I have a deal brewing where I get a higher MF and more cash off up-front.
Given the value, I’m considering taking the deal, and just buying out the car in two months with cash I have sitting idle.
But I’m using a broker and I don’t want to burn the dealer the broker works with (I don’t care a ton, but I care a little).
Does me buying the car out of the lease early hurt the dealer either in some sort of rating from the finance company or directly with a financial penalty? Or once the deal is signed, does the dealer get their commission and that’s the end of it?
Does this car have a lease promotion tied to it? If not, it’s probably less expensive and way less headache to just buy it in cash from the start. A few months of interest (the highest amount of rent charge is going to be the first months) and the lease acq fee, buyout fee, possibly early payoff fees etc might make it not worth it at all. This is especially true if you live in a state or the finance company forces you to buyout through a dealer. Most dealers will force at minimum an inspection, new doc fee etc.
You can pay down the majority of the balance as soon as the account is online and then pay next-to-no interest for the next 3 months before closing the account.
The larger question is whether you’re getting a good deal.
I know you said it can vary, but what the charge back to the dealer typically “look” like (when the lease buyout occurs in the first 3 mos). There’s loss of commission, but is there some other sort of penalty?
Speculation here: I am not aware of any penalty with the exception of the commission or the portion of the Acquistion fee, the dealer gets to keep from originating the transaction being clawed back by the lessor.
Ideally someone on here with more of a grasp of the inner workings can fill us in.

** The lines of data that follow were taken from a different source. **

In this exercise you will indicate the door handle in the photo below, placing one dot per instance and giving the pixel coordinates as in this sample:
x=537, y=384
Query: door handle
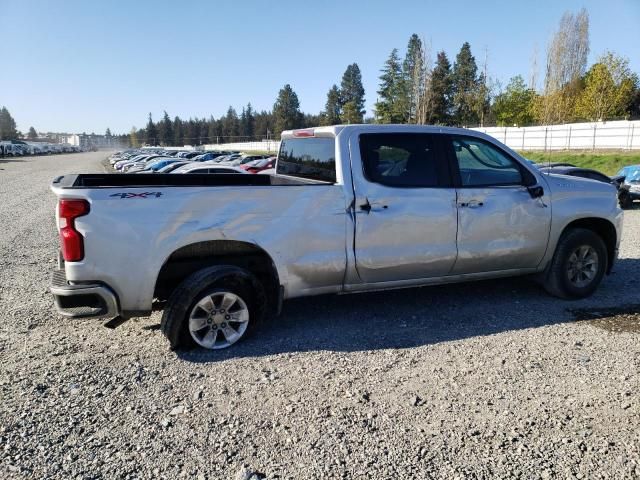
x=369, y=207
x=366, y=206
x=471, y=204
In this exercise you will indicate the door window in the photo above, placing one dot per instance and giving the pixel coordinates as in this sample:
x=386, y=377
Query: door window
x=403, y=160
x=482, y=164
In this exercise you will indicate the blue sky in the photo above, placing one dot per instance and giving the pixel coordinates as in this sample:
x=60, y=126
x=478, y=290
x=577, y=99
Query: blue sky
x=84, y=66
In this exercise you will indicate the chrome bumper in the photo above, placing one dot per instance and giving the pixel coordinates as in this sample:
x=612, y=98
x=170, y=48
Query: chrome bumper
x=82, y=300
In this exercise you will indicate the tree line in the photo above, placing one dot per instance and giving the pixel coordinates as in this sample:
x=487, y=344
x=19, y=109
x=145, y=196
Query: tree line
x=417, y=89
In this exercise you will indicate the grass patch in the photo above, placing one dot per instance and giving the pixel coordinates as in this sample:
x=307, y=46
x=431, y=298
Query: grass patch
x=606, y=162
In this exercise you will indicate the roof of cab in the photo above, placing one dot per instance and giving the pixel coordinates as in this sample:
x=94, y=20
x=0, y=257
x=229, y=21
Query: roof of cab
x=369, y=127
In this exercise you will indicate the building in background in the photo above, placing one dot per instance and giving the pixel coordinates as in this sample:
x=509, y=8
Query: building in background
x=90, y=141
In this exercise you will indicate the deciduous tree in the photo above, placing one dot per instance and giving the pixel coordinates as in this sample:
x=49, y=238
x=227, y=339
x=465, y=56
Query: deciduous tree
x=514, y=106
x=608, y=90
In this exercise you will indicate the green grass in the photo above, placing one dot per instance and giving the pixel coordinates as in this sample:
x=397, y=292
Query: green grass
x=606, y=162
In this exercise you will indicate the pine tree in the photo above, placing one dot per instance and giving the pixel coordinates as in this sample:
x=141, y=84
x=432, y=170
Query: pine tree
x=133, y=138
x=248, y=124
x=465, y=83
x=151, y=135
x=413, y=78
x=286, y=110
x=514, y=106
x=178, y=132
x=7, y=125
x=352, y=94
x=389, y=105
x=441, y=91
x=166, y=130
x=333, y=108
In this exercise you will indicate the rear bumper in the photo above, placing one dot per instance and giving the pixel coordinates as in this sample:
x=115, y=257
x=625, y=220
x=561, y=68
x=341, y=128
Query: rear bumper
x=83, y=300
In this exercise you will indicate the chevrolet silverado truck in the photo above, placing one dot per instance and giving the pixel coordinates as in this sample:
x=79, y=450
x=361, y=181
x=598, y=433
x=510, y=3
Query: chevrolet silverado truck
x=350, y=209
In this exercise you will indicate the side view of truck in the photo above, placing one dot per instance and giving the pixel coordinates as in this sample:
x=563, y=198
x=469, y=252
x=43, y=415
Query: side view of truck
x=350, y=209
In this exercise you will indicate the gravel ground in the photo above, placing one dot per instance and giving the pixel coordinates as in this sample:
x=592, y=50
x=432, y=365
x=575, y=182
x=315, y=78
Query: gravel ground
x=485, y=380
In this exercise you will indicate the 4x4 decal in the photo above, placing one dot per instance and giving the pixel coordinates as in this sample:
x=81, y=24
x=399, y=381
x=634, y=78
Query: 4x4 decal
x=136, y=195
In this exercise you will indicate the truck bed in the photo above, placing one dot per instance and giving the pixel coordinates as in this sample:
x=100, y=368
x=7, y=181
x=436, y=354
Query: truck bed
x=134, y=180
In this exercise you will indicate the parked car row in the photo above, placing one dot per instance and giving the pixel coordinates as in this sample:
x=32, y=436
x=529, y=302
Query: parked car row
x=163, y=161
x=23, y=149
x=626, y=181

OK - I’ll make it all a little more complicated to explain some of my reasoning.
I want to get an EV. The only way I’ll get the $7500 rebate is to lease.
I live in California, but this car is going to a second house in Hawaii. It’s just not competitive to acquire the car there. But if I buy it here (or buy out the lease here) I have to pay California sales tax. In some cases, California dealers will apparently deliver a car to Hawaii and then the owner just pays Hawaii sales tax, but I can’t make this happen on this car for reasons I don’t understand.
So my plan is to lease the car, get the rebate off the cap cost, and ship it to Hawaii myself (which costs about $2500). Then I register it there, tell the lease company, who adjusts the sales tax, and then I buy it out. Hawaii sales tax is about 5% less than California sales tax, in the two jurisdictions where I’d register the car.